On its own, the idea is elegant. Dozens of real estate projects, comprising thousands of apartments, got enough financing for developers to start construction but lost their financing when banks started withholding credit before construction completed. That leaves dozens of sites around the five boroughs, many near transit hubs, that can now become other kinds of buildings.
Like, the kind that house creative types and clerks and cops.

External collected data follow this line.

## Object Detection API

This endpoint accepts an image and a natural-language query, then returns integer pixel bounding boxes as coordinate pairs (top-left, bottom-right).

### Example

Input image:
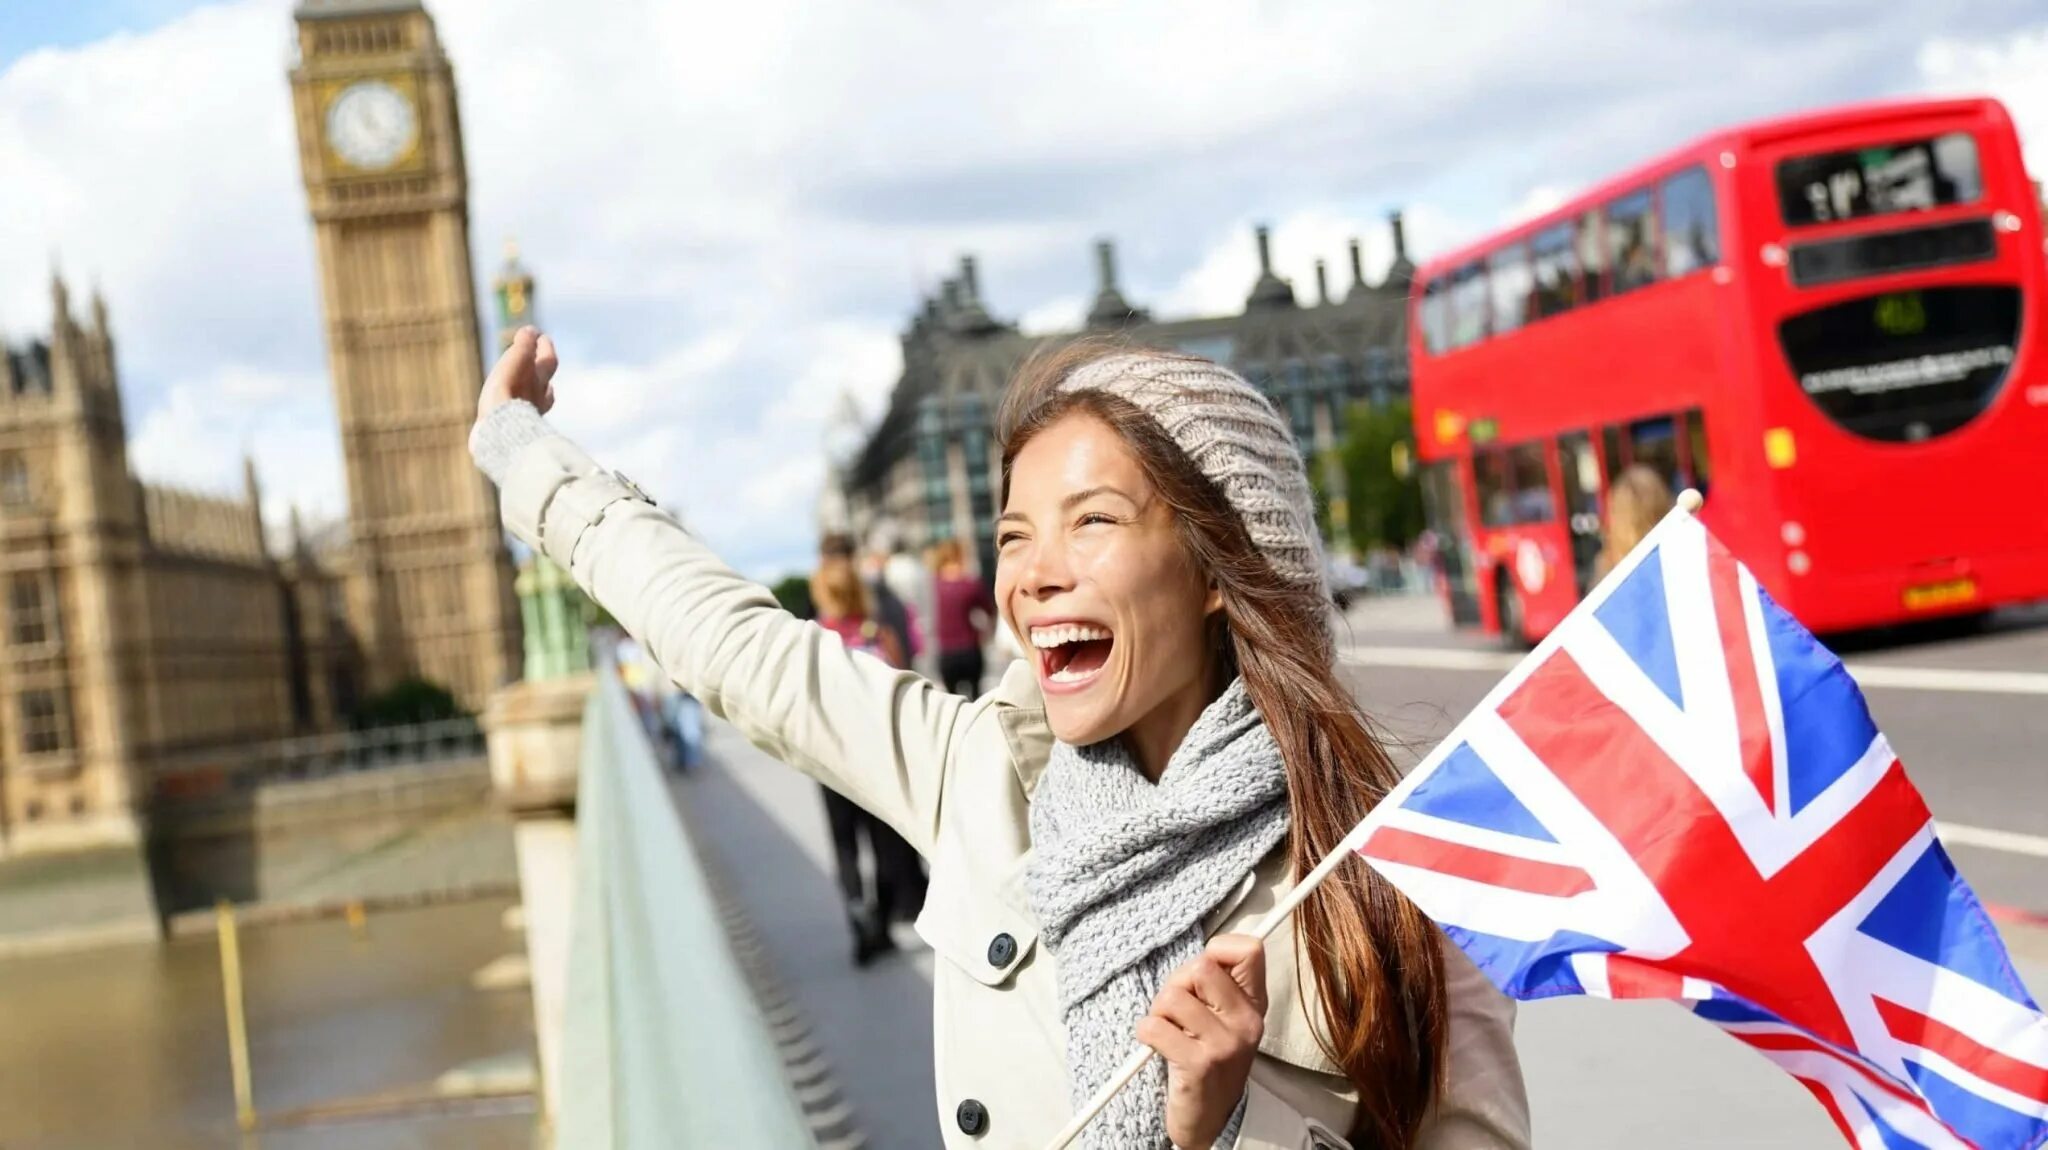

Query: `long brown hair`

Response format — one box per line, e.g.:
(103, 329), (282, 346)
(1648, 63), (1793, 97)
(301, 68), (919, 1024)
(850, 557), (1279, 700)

(810, 554), (873, 621)
(996, 341), (1448, 1148)
(1596, 463), (1675, 579)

The man who offered this idea, Housing Preservation and Development Commissioner Rafael Cestero, noted in a speech at the New School that “probably seven million details” lay within the idea of converting luxury projects that have no financing into apartments for the underserved low-income market. The bulkiest details involve profit. How can a lender, a developer and an investor who expected to make money by selling $54 million apartments expect to make money by renting apartments for less than $2000 a month?
The obvious answer would be one in which the city pays the original investors to walk away from the properties. But it’s not clear that the city can toss out the requisite amount of money, or that other investors would arrive promptly to build the affordable units. Tax credits for anyone who invests in affordable housing, or tax breaks for the people who build it, can play a role. So can grants from federal agencies for building energy-efficient apartments. The developers will shriek until they get the choice cuts of whatever the government serves, and advocates will mistrust developers. All this keeps reporters, and democracy, humming.
What’s essential about the idea is its ecological good sense. Preservationists like to say that “the greenest building is the one you don’t have to build.” Reuse a building and you avoid wreckage, new sourcing, lots of truck traffic, and so forth. Likewise, the greenest city is the one that can absorb low-wage workers, entrepreneurs, artists and activists without forcing big increases in car travel and far-flung infrastructure.
That would be quite a legacy for the real-estate bubble.